Could be useful to link to people who are blind to their privilege. Else a so-so read.
It's a worthwhile riff off the Peggy McIntosh piece. I'm caught by a few of these passages that express a vague hopelessness and the explicit grasping for rationalization in the face of guilt/self-awareness. ...the repetition of the phrase "I congratulate myself..." "I feel like a bastard every time I see it, but I don't take it off the wall. I did something, briefly, and here's my proof. Also, it reminds me to guilt myself. I congratulate myself on being a good person." "Need to put the finishing touches on an essay displaying the self-awareness that totally excuses me from being complacent in the system of extortion and slavery that produces most of my toys. As long as you know your ironic t-shirts are produced by child labor, that's cool, right? It's just a worldlier irony." While the author could be mocking the attitude, my sense is he's processing it as a real problem. I glanced at other parts of his blog and it's a bit more painful to read. Granted it was a small sample, but he relies an bitterness a bit much.
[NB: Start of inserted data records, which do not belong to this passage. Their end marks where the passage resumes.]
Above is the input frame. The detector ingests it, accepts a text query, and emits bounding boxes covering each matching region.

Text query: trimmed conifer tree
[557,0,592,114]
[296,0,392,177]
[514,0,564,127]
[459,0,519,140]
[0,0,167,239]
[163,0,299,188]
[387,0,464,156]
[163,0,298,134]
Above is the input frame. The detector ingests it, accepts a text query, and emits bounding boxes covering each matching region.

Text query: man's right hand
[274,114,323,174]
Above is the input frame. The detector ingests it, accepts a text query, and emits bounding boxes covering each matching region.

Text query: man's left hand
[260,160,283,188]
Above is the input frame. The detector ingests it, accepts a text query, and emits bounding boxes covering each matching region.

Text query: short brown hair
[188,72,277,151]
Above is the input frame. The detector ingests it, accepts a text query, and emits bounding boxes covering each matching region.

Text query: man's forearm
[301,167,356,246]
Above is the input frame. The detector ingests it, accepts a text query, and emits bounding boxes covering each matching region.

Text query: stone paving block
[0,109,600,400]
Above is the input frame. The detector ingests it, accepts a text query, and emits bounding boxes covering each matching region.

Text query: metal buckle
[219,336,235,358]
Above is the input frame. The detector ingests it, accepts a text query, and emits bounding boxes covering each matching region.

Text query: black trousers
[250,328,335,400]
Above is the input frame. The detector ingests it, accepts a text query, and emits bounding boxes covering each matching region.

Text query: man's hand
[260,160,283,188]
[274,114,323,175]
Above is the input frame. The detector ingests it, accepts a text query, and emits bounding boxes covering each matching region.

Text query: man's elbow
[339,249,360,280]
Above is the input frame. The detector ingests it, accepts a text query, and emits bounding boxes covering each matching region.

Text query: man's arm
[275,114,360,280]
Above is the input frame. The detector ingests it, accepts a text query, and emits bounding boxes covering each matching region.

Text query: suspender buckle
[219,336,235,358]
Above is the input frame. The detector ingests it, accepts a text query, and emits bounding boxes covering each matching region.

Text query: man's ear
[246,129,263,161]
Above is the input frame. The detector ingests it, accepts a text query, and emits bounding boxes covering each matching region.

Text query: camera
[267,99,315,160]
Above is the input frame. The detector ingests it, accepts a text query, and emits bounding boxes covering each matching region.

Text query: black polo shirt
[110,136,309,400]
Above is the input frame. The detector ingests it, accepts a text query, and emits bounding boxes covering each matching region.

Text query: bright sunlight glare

Here is the Peggy McIntosh piece for people who are unfamiliar with it. I don't know whether this is a riff off of Peggy McIntosh's list of privileges or not. I found this author to be showing that this version of a privileged life is pretty awful. I'm caught by a few of these passages that express a vague hopelessness and the explicit grasping for rationalization in the face of guilt/self-awareness.
I think the entire piece is a fiction intending to show hopelessness and emptiness and unhappiness in this so-called life of privilege. It's quite tongue-in-cheeky and full of mock self-awareness, but the picture of privilege that he is deliberately presenting seems to me to be a lonely sad one. ixnar, do you think it is memoir or fiction?